My coaching work rose up from my writing and my days in education. I was trained as a coach while I was a teacher and had always had an affinity for asking questions and facilitating reflection. I’d thought about life coaching multiple times, but after leaving a career as a nationally board certified teacher, I was worried about how my engineer husband might respond to the desire for another pivot and the impact of that on our future. It turns out that coaching found me anyway, during a trip to Jackson Hole, Wyoming – where a combination of watching and then experiencing paragliding, and the healing hands of a massage therapist – I decided to take the plunge and find a coaching training program. Several years into this new part of my journey, I’m so fortunate to work with individuals and groups – and learn so much from every exchange. I never imagined that I’d be an entrepreneur – and though I’m not sure that is how I truly identify myself, I’ve had to learn what it means to say yes to myself rather than waiting for others to say yes to me.
It takes a lot of courage to change your life path. What helped you take the leap? What did you do when you had doubts about if you would succeed?

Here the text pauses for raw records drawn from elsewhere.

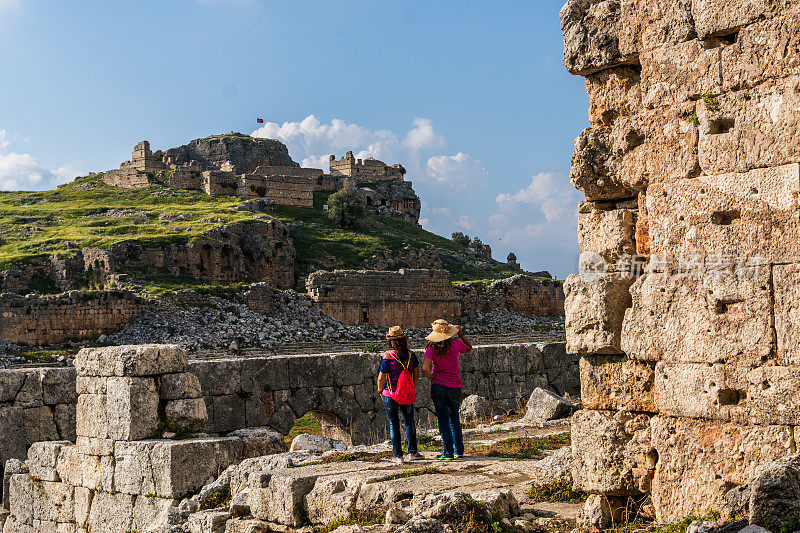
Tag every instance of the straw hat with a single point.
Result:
(395, 332)
(442, 330)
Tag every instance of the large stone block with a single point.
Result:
(133, 360)
(763, 50)
(132, 405)
(751, 128)
(172, 469)
(591, 35)
(786, 285)
(713, 319)
(614, 382)
(611, 452)
(605, 231)
(673, 74)
(750, 215)
(718, 17)
(595, 306)
(613, 93)
(699, 461)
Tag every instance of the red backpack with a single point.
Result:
(406, 392)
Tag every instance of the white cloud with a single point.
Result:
(549, 192)
(24, 172)
(457, 171)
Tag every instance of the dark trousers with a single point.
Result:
(393, 410)
(447, 401)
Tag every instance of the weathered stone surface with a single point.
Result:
(613, 93)
(475, 407)
(139, 360)
(190, 413)
(717, 17)
(718, 318)
(132, 405)
(315, 444)
(608, 232)
(183, 385)
(595, 305)
(611, 453)
(617, 383)
(591, 35)
(698, 461)
(171, 469)
(544, 405)
(674, 74)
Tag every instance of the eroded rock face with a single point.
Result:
(691, 161)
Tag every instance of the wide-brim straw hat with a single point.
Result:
(442, 330)
(395, 332)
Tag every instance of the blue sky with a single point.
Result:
(469, 95)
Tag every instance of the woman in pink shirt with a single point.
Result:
(441, 365)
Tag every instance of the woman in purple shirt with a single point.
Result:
(441, 365)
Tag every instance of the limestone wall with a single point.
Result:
(407, 297)
(691, 162)
(42, 320)
(39, 404)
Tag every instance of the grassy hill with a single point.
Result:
(88, 213)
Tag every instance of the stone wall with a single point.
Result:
(339, 389)
(42, 320)
(406, 297)
(691, 162)
(365, 170)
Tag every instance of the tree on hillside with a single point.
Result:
(460, 238)
(345, 208)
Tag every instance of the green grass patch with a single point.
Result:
(559, 490)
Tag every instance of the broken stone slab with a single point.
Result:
(189, 413)
(43, 459)
(710, 317)
(315, 444)
(595, 306)
(617, 383)
(182, 385)
(699, 461)
(132, 405)
(475, 407)
(172, 469)
(131, 360)
(611, 452)
(544, 405)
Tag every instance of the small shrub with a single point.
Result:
(559, 490)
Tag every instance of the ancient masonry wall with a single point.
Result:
(406, 297)
(41, 320)
(39, 404)
(690, 371)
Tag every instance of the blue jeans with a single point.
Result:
(393, 410)
(446, 401)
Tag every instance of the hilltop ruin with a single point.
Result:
(684, 310)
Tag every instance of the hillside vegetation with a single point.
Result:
(88, 213)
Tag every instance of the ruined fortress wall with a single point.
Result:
(690, 368)
(42, 320)
(39, 404)
(406, 297)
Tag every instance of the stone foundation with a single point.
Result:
(691, 161)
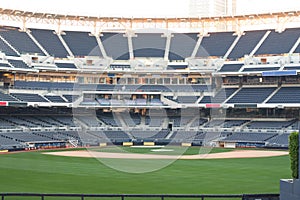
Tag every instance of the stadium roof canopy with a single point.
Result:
(23, 19)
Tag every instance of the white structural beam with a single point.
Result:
(100, 44)
(65, 45)
(168, 44)
(129, 34)
(232, 46)
(295, 46)
(197, 46)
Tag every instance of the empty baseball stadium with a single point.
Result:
(119, 86)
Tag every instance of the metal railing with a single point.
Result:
(43, 196)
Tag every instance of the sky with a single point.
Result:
(139, 8)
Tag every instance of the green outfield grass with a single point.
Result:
(37, 172)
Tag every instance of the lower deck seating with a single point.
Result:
(250, 137)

I suppose the fact that I’d done it once, leaving teaching for writing, helped me take the even bigger decision to dive deeply into coaching and entrepreneurship.
A few things crystalized for me to make this change: What I loved most about writing was the way that it could create and hold space for others to see themselves more clearly. Writing enabled me to bring stories, places, and experiences to life in a relatable way, perhaps even serving as inspiration for others to shift their mindset or feel empowered to try something new. At the core of my best pieces was a desire to highlight or share my own journey to discovering my inner lightbulb moments so that others could illuminate their own shine. Life coaching was something I’d dreamed of but never admitted it to anyone.
Paragliding in Jackson Hole, Wyoming – soaring through the air with the birds and the clouds, noticing how it only took subtle movements to change direction – was the moment I knew for sure. It wasn’t about a destination as we flew. It was about noticing. It was about letting the wind move us and fully experiencing each shift with gratitude and wonder. By the time I reached the landing zone, I’d decided.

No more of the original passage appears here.